Ginny’s eyes narrowed. “And then what? Tomorrow? The day after.”
“I don’t have all the answers, but if you stay here . . .” Chase bit his lip and shook his head.
“And you? What about you?” Ginny asked.
She kept pushing him. Didn’t Ginny see how hard it was for him? “Dammit, we have to do something. We have to try. If we don’t try,” he looked at the scared faces of the kids all around him. The ones that had been entrusted to him. The ones he had failed. “We have to try. Some will break up and follow you. I’ll keep them off your tail as much as I can, but you’re going to have to move fast. Don’t wait for me.”

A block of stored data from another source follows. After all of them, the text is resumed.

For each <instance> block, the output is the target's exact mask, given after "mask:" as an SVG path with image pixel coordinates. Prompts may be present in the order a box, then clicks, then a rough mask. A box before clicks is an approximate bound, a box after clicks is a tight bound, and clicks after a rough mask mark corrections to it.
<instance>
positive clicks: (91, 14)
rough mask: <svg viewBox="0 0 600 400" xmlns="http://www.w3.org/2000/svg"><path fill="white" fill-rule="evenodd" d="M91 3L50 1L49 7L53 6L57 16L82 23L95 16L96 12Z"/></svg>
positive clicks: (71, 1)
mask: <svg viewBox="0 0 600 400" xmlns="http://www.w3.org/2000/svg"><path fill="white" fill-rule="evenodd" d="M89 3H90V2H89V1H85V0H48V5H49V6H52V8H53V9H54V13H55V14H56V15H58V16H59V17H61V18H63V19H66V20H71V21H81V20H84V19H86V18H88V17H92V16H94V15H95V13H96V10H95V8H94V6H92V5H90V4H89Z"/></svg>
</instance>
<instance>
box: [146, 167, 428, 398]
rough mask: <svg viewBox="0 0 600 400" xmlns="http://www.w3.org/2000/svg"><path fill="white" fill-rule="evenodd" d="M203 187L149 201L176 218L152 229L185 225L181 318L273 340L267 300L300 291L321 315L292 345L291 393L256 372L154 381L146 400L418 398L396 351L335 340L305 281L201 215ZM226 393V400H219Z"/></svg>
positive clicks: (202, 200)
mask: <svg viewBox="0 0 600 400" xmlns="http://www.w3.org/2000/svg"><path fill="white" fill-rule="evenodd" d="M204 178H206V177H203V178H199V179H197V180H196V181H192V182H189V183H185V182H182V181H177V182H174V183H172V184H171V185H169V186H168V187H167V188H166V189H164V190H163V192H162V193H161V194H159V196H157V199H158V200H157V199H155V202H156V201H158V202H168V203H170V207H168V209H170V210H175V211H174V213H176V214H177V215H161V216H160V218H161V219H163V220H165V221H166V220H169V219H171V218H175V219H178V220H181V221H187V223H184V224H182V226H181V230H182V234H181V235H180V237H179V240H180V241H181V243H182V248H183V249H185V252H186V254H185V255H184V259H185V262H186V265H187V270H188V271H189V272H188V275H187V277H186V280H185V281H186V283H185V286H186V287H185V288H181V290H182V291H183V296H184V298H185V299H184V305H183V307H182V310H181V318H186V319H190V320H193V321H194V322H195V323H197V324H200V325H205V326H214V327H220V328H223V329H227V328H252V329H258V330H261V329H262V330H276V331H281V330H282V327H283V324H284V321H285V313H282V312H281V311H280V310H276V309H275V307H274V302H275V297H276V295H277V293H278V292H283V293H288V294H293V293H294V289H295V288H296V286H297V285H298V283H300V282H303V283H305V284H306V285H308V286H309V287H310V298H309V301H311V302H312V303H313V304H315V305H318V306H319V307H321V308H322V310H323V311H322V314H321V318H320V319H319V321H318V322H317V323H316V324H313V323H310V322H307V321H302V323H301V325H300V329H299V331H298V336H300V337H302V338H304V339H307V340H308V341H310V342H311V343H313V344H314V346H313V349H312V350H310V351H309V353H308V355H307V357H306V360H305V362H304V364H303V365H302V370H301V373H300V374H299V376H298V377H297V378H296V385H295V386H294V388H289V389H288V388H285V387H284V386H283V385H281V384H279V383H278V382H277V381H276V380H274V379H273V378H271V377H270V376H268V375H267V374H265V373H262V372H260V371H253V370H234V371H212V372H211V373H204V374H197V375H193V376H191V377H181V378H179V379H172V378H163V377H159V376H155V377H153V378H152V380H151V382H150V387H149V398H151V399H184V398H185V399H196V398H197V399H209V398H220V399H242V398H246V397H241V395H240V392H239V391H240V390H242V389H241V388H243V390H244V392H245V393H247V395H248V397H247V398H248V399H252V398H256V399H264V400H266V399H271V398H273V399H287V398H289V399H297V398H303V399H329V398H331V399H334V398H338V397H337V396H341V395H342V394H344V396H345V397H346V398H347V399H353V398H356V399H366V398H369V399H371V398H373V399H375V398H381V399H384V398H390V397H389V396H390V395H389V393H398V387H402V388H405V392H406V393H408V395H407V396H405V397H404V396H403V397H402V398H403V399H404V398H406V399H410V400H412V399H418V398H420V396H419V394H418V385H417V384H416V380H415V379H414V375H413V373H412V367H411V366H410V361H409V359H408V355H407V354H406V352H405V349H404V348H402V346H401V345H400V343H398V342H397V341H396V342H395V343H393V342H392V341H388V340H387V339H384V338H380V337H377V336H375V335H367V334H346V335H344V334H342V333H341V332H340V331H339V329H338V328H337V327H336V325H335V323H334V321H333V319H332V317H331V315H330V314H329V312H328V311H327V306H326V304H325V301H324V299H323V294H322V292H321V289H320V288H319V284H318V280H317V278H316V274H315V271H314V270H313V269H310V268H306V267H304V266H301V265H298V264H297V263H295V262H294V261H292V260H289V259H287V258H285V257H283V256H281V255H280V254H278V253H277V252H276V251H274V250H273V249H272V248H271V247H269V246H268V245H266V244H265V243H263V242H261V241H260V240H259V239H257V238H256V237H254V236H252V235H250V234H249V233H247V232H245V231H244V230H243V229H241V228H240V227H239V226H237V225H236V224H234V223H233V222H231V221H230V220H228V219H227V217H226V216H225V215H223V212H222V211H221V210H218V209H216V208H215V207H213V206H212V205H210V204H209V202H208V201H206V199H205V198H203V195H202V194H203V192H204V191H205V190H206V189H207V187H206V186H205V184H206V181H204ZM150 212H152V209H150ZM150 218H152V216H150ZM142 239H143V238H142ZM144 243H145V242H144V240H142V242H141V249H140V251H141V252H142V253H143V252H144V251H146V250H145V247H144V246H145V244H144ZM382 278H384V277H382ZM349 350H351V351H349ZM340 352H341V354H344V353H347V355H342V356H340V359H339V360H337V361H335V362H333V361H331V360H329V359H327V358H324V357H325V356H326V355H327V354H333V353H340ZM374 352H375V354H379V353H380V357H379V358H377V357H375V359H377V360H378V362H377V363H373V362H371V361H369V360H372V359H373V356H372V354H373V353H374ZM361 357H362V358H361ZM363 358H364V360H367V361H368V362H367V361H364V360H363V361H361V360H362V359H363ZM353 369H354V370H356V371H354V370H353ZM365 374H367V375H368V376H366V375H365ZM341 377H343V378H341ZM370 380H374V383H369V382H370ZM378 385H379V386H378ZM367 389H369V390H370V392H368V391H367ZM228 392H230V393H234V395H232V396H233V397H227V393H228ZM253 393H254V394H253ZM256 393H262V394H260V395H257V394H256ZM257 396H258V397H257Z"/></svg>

Chase didn’t want to be the self-sacrificing type, but right then he didn’t see a choice. And Ginny, from how her eyes moistened, knew he wouldn’t catch up with her. Her lip quivered and she quelled it by pressing her jaws tightly together. “All right, we had better move. Bruce . . .”
“I’ll stay here. I have a gun,” Bruce answered with quiet strength.
Chase sighed. “Bruce . . .”
“No buts. You’ll need an extra pair of hands and eyes. I’m staying to help you.”
Extra pairs of eyes were just what he needed, but Chase couldn’t discount the boy’s loyalty. So he nodded. “Let’s get moving then.”
They crawled single file through the house. The windows in the kitchenette and living room were open, giving away a few glimpses of glistening hides as they patrolled around the house. Panic rose in the children, their breath turning from deep breaths to shallow quickening.